Os resultados desses boatos podem ser vistos agora nas estatísticas sobre os requerentes de asilo na Alemanha. Durante meses, as autoridades federais alemãs vêm registrando um aumento brusco no número de candidatos a asilo provenientes da Rússia. O Ministério do Interior da Alemanha informou que, nos primeiros seis meses de 2013, russos apresentaram 9.957 pedidos de asilo, enquanto que apenas 3.202 fizeram solicitação semelhante durante todo o ano de 2012. Em comparação, durante o primeiro semestre deste ano apenas 4.517 pedidos de asilo por parte de sírios foram apresentados à Alemanha. Detalhe: a Síria continua sendo devastada pela guerra civil.
As autoridades alemãs dizem que não compilam informações relacionadas às origens étnicas dos requerentes de asilo. Elas também relutam muito em divulgar qualquer informação relacionada a esse tipo de dado e ressaltam que nunca é possível ter certeza de que os candidatos a refugiados estão dizendo a verdade. Falando confidencialmente, no entanto, as autoridades confirmam que a esmagadora maioria dos requerentes de asilo russos vem da Tchetchênia.
Uma decisão e um boato
O que provocou esse aumento nos pedidos de asilo da Tchetchênia? As autoridades alemãs admitem que não têm uma resposta para essa pergunta. Mas pessoas próximas do governo da chanceler Angela Merkel dizem que há uma possibilidade de que os aumentos nos pagamentos de benefícios concedidos desde 2012 tenham contribuído para o aumento do número de requerentes de asilo russos. Em julho de 2012, o Tribunal Constitucional Federal da Alemanha decidiu que os requerentes de asilo e refugiados têm direito de receber mais ou menos os mesmos benefícios que os beneficiários da previdência social do país, independentemente de seu país de origem.
Svetlana Gannushkina, especialista em refugiados do grupo russo Memorial, de defesa dos direitos humanos, tem uma ideia melhor do que está por trás desse fluxo. Primeiro, em abril passado, colegas de trabalho dela comentaram sobre os boatos provenientes da Tchetchênia. Ela diz que as pessoas dessa região estavam dizendo que a Alemanha planejava dar a cada refugiado tchetcheno € 4 mil (ou US$ 5,3 mil), além de um terreno.
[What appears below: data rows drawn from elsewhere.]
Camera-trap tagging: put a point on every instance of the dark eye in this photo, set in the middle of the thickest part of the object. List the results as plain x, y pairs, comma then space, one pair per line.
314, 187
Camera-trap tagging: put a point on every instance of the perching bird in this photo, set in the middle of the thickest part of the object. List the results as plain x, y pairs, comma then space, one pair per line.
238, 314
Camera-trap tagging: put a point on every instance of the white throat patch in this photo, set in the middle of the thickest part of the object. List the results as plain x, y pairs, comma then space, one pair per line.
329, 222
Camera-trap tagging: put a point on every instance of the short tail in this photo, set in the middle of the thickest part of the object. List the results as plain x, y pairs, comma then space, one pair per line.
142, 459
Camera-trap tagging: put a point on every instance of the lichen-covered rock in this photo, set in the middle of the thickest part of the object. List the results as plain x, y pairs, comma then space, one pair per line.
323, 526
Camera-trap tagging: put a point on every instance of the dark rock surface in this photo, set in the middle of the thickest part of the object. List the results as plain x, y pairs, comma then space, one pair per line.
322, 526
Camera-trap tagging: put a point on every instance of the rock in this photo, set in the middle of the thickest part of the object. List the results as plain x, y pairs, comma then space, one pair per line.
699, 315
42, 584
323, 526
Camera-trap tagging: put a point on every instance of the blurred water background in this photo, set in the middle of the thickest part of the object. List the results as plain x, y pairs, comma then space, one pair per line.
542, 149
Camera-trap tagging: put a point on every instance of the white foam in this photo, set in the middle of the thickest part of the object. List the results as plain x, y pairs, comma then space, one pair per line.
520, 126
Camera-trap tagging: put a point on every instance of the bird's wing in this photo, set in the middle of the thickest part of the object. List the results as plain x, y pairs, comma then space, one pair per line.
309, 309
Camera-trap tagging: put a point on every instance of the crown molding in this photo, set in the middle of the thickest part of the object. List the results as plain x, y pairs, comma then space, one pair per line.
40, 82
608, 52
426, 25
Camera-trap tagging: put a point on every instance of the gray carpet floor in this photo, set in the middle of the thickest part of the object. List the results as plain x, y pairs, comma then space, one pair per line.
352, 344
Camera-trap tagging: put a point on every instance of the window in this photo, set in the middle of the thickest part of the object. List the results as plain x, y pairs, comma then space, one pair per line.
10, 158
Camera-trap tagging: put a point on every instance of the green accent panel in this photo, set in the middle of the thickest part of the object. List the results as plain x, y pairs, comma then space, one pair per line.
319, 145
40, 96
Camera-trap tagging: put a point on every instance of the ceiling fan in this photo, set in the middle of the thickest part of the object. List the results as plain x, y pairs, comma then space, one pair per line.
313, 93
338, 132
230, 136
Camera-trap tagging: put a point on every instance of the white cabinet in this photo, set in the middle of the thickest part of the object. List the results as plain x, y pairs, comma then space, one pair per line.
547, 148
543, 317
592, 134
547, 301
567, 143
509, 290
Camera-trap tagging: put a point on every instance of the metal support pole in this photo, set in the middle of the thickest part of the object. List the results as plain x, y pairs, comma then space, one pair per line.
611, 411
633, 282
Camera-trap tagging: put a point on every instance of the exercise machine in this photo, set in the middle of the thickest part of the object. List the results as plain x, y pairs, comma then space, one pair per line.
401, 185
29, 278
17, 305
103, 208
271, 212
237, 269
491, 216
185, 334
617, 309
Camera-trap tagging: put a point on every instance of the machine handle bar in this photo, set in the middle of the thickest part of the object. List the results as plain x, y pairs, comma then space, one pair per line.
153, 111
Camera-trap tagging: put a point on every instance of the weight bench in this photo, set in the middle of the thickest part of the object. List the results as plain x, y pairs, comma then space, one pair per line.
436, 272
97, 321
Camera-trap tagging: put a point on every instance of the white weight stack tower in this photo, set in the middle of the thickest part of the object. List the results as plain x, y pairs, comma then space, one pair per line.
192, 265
Gannushkina também diz que os traficantes profissionais de seres humanos iniciaram os rumores, e que ela sabe de aldeias onde os residentes de ruas inteiras embarcaram em ônibus em direção ao oeste.
O boato pousou em solo fértil no norte do Cáucaso. A Tchetchênia acabou de sair de duas guerras recentes. A partir de 1994 e, em seguida, em 1999, as tropas russas lutaram contra grupos separatistas da autoproclamada República Tchetchena de Ichkeria. Durante a segunda guerra tchetchena, os soldados de Vladimir Putin esmagaram brutalmente os rebeldes. Apesar de soldados e funcionários do setor de inteligência da Rússia terem abusado e sequestrado civis na Tchetchênia, eles não conseguiram pacificar o país. Em 2004, rebeldes islâmicos plantaram uma bomba que matou o presidente tchetcheno, Akhmad Kadyrov, enquanto ele assistia ao desfile do Dia da Vitória Soviética em um assento VIP de um estádio de futebol. Mas, em seguida, veio o filho de Akhmad, Ramzan, que é o atual mandante do país.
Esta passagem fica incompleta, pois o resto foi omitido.